The following information from the Canadian Vehicle Manufacturers Association website (https://www.cvma.ca/programs/nadap/) summarizes the highlights of the special dispute resolution process for resolving disputes under the National Automobile Dealer Arbitration Program (NADAP):
Established in 1997, the National Automobile Dealer Arbitration Program (NADAP) provides a process for resolving disputes between manufacturers and dealers. Roughly 90 percent of Canada’s automobile dealers participate with their manufacturers in NADAP.
When a dispute between a manufacturer and dealer arises, the parties are asked to first try and settle it using the manufacturer’s own dispute resolution process. If no such process exists, or if attempts to resolve the problem are unsuccessful, the process then moves into mediation through NADAP. The only disputes that can go to court are those that do not qualify for NADAP.
Since its inception, NADAP has addressed the concerns of both parties admirably; over 70 percent of disputes have been resolved through mediation, usually within 30 to 60 days and at minimal cost. This compares quite favourably to the adversarial, costly and time-consuming alternative of taking the matter to court. NADAP has handled just over 70 cases since the program began.
NADAP is available to settle disputes between a manufacturer and its dealers involving any of the following matters:
• the interpretation/application of the Dealer Sales and Service Agreement(s) and amendments for that dealer;
• the termination of the Dealer Agreement based on a dealer’s, or dealer employee’s, criminal conviction on the basis that it will hurt the manufacturer’s or dealer’s reputation or interest;
• the reasonableness of the length of a “cure period” provided by the manufacturer in light of the dealer deficiencies to be cured;
• a refusal by the manufacturer to reasonably provide prior approval of a dealer’s request to sell, or transfer by succession, his or her dealership interest, including:
• the reasonableness of the manufacturer’s conditions and written standards and any specific requirements set for the new dealer and, if so, whether the new dealer meets them;
• whether the new dealer is unwilling to be bound by the terms of the existing Dealer Agreement;
• whether the dealer or new dealer has failed to cure an existing dealer default;
• whether the demographic or economic conditions set by the manufacturer (for the continued operation of the dealership by the proposed successor) are reasonable. If so, the dealer can continue to operate the dealership, or the manufacturer can close the “dealer point” (dealer point-of-sale location) until economic or demographic factors support its reopening.
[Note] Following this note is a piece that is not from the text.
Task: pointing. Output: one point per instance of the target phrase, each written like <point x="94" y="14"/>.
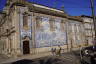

• the failure of the manufacturer to approve the sale or transfer of the dealer’s interest where the dealer can show the manufacturer knew for a considerable time that the sale or transfer had occurred;
• the termination of the Dealer Agreement based on the adequacy of the dealer’s line of credit or working capital;
• whether a dealer owes money to a manufacturer or vice versa, and the length of time for payment. Where a dealer’s failure to pay funds is grounds for terminating the Dealer Agreement, the Dealer Agreement can be terminated. If the termination is set aside, and the arbitrator finds the dealer owes funds to the manufacturer, to be reinstated as a dealer he or she must pay the funds owing;
• the termination of the Dealer Agreement for failure to resume dealership operations within a reasonable time following its closure for more than seven days where the closure was beyond the dealer’s control;
• the proposed appointment of a new abutting dealer point or relocation of an existing dealer; and
• the manufacturer’s termination, or refusal to renew or extend without cause, the Dealer Agreement, including the awarding of damages by the arbitrator for such wrongful termination or refusal.
All NADAP cases are coordinated through the offices of ADR Chambers Canada, a professional, independent arbitration and mediation firm in Toronto (www.adrchambers.com).
ADR Chambers receives requests to initiate the NADAP process from automobile dealers, processes the request and maintains a roster of qualified mediators and arbitrators who are available to resolve the dispute through mediation and, if necessary, arbitration in accordance with detailed rules under NADAP.